Nacional de Patos
- Full name: Nacional Atlético Clube
- Nicknames: Naça Verdão Maravilha (Wonder Green) Canário do Sertão (Canary from Sertão)
- Founded: 23 December 1961; 64 years ago
- Ground: José Cavalcanti
- Capacity: 8,000
- League: Campeonato Paraibano
- 2025: Paraibano, 8th of 10
| Home colours | Away colours |

= Nacional Atlético Clube (Patos) =

Nacional Atlético Clube, usually known as Nacional de Patos or simply as Nacional is a Brazilian football club from Patos, Paraíba state. The club was founded in 1961, and in 1989 competed in the Brazilian Championship Second Level and in 2005 and in 2007 competed in the Brazilian Championship Third Level. Its home matches are played at José Cavalcanti Stadium.

==History==
On 23 December 1961, the club was founded by employees of federal institutions, such as the Correios, and other institutions.

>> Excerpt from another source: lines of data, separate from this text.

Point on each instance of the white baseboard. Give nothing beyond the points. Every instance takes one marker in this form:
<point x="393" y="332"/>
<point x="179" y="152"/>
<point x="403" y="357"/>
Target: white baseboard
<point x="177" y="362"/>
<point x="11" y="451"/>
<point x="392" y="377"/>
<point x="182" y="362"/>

The club's colors were originally green and yellow, but later the green and white were adopted as Nacional's official colors.

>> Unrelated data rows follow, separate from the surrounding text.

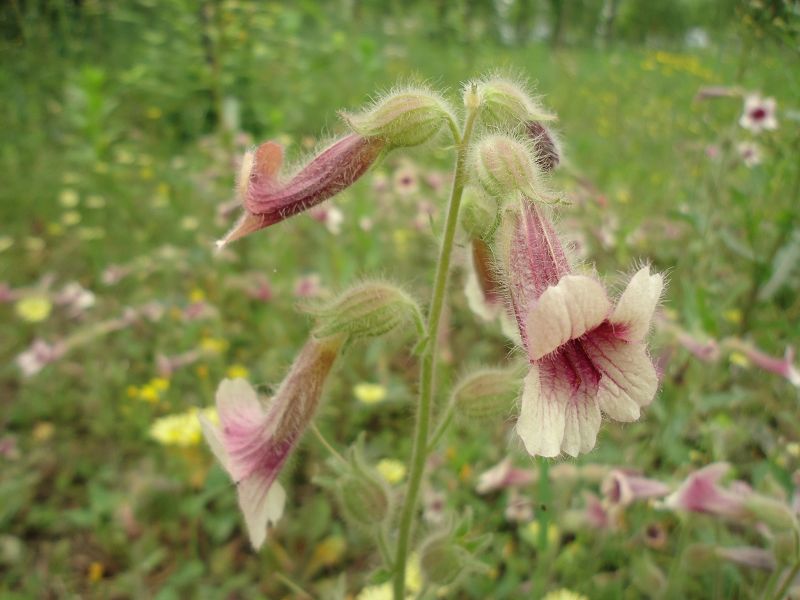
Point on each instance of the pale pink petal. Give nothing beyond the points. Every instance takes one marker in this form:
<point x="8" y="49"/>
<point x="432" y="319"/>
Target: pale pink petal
<point x="631" y="318"/>
<point x="629" y="380"/>
<point x="565" y="312"/>
<point x="582" y="424"/>
<point x="214" y="440"/>
<point x="542" y="416"/>
<point x="262" y="500"/>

From 1977 to 1981, Nacional won the Torneio Incentivo, which was organized by the Brazilian Football Confederation, five times in a row.

In 1989, the club competed in the Brazilian Championship Second Level, but was eliminated in the first stage.

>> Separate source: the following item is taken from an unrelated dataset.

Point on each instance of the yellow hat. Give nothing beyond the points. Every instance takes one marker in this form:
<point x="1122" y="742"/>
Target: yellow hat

In 2005, Nacional competed in the Brazilian Championship Third Level, but was eliminated in the first stage of the competition.

In 2007, the club won the Paraíba State Championship for the first time. Nacional's Edmundo was the competition's top goalscorer, with 18 goals. In the same year, the club competed in the Brazilian Championship Third Level, reaching the final stage of the competition.

==Honours==
- Campeonato Paraibano
  - Winners (1): 2007
  - Runners-up (4): 1978, 1990, 1991, 2005
- Copa Paraíba
  - Winners (1): 2008
- Campeonato Paraibano Second Division
  - Winners (1): 2017
- Torneio Incentivo
  - Winners (5): 1977, 1978, 1979, 1980, 1981

==Current squad (selected)==

| No. | Pos. | Nation | Player |
|---|---|---|---|
| — | DF | BRA | Júnior Sertânia () |

==Stadium==
Nacional's home stadium is Estádio José Cavalcanti, with a maximum capacity of 8,000 people.

However, in 2007, the club played its Campeonato Brasileiro Série C final stage home matches at Amigão stadium, which has a maximum capacity of 40,000 people and is located in Campina Grande, because the minimum stadium capacity allowed during that stage of the competition was 10,000 people.